Case ID: ohio-law-abs_1/html/0439-03.html
Source: Caselaw Access Project
Author: {"author": "BY THE COURT.", "license": "Public Domain", "url": "https://static.case.law/"}
Date Created: 2024-08-24T03:29:51.129683

No. 457
    ISABELLA WALSH v. MURMAN
    Ohio Appeals, Second District, Franklin County
    Rendered May 23, 1923
    Ferneding, C. J., Kunkle and Allread, JJ..
    AUTOMOBILES — Employer not liable for accident,, when taxicab driver, without leave, uses car to drive home another employe.
    Attorneys — H. A. Toland, for Walsh; Thomas H. Clark, Contra.
   BY THE COURT.

Epitomized Opinion

E. R. McCormack was employed by Murman as a taxicab driver, and in the absence of Murman took the car and drove it on an errand to take another employe home, solely as a personal accommodation to the passenger.
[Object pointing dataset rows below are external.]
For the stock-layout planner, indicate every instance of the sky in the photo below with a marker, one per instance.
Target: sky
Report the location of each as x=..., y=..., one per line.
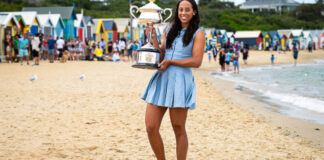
x=241, y=1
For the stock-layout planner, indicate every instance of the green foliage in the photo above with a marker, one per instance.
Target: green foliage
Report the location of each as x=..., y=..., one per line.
x=213, y=13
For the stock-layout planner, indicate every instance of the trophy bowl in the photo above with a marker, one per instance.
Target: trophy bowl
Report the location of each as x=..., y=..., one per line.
x=148, y=57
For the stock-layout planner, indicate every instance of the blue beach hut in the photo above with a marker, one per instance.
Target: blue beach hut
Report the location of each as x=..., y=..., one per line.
x=68, y=15
x=58, y=25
This was in violation of the rules and orders of the employer, entirely outside of any of employer’s business. The Common Pleas. Judge E. B. Kinkead, at the close of plaintiff’s evidence, instructed a verdict for defendant, under authority of the Cole case, 88 OS. 16. The Court of Appeals, in affirming the Common Pleas, held that the case was controlled by the Cole ease, which had been recently approved in the Bretzfelder case, 102 .OS. 105, and was in accord with the Stewart case, 22 CC. (NS.) 588. It also differentiated the Rosenberg case, 11 O. App. 66.